I want you to imagine how you would feel about photography if you weren’t able to see, or if the quality of your eyesight was so poor that you could only see a small fraction of the world in front of you? I am pretty sure many of us would be horrified by the prospect. I think I would go so far as to say that most of us take our eyesight for granted when it comes to photography and that we would question the point of making a photograph of something we cannot see? After all, isn’t eyesight the most important tool we have?
And yet, for Ian Treherne, a photographer who is both blind and deaf, it isn’t his eyesight which is a tool but rather photography itself.
Ian was born with the eye condition RP Type 2 Usher Syndrome and at the age of 15 he was told that he was going to go blind.
From a young age Ian had always been a creative person.

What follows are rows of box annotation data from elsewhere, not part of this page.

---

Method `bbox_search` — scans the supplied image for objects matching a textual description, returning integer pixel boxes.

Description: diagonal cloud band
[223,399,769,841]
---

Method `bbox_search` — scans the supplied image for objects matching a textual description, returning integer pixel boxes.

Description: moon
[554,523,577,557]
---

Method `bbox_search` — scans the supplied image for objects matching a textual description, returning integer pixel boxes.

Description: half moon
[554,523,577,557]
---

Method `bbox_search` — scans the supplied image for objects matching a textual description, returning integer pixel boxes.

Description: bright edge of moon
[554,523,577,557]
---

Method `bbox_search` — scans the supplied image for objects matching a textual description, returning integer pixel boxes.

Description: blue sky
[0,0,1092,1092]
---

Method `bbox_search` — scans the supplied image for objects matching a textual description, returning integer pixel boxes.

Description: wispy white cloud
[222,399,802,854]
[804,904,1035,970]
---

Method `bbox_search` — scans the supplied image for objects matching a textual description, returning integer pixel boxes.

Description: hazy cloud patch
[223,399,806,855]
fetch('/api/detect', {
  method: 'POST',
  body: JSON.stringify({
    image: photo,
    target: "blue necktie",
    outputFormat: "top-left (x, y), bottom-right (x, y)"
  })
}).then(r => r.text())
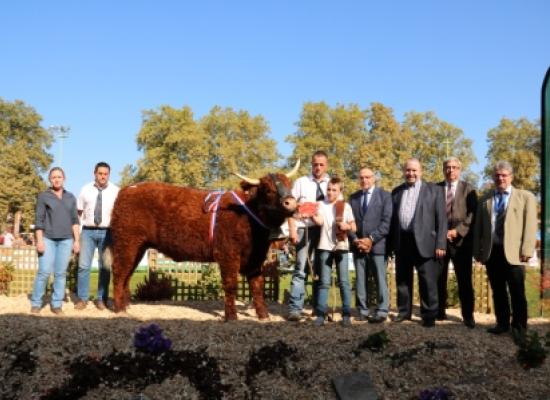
top-left (495, 192), bottom-right (508, 243)
top-left (94, 188), bottom-right (103, 226)
top-left (361, 190), bottom-right (369, 215)
top-left (315, 182), bottom-right (325, 201)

The isolation that he experienced as a result of profound deafness, lead him to take up drawing and painting. Eventually his creativity led him to discover “the mechanical box called a camera.” With the news about his impending blindness, Ian felt a sense of urgency to see as much as possible, photographing and collecting as many images and memories as possible before the “curtains were drawn permanently.”
Most of Ian’s images are black and white and the inspiration for his photography comes from cinema, music and literature.
If you were to ask Ian what photography means to him he would say that it is “about many ideas in one moment being captured. Light, texture, materials and atmosphere all play a pivotal role to create the final image.”
For Ian though his photography isn’t just about the images, it is far more than that. Through his photography Ian is playing an important role in reducing the stigma which is still associated with disabilities, something which he experienced whilst growing and which made him hide his blindness for many years out of shame.
Ian feels that things have improved, the Paralympics and conversations via the internet having empowered a positive start in image diversity representation in the media, sports and entertainment.
Ian is an ambassador for Sense UK and collaborates with the newly formed UK organisation Zebedee Talent, a specialist casting agency for children and adults whose aim is to change the way that people with diverse disabilities or challenges are represented in fashion and the wider media. For Ian “This is not to do with vanity, simply demanding our place of acknowledgement and existence in the world as people.”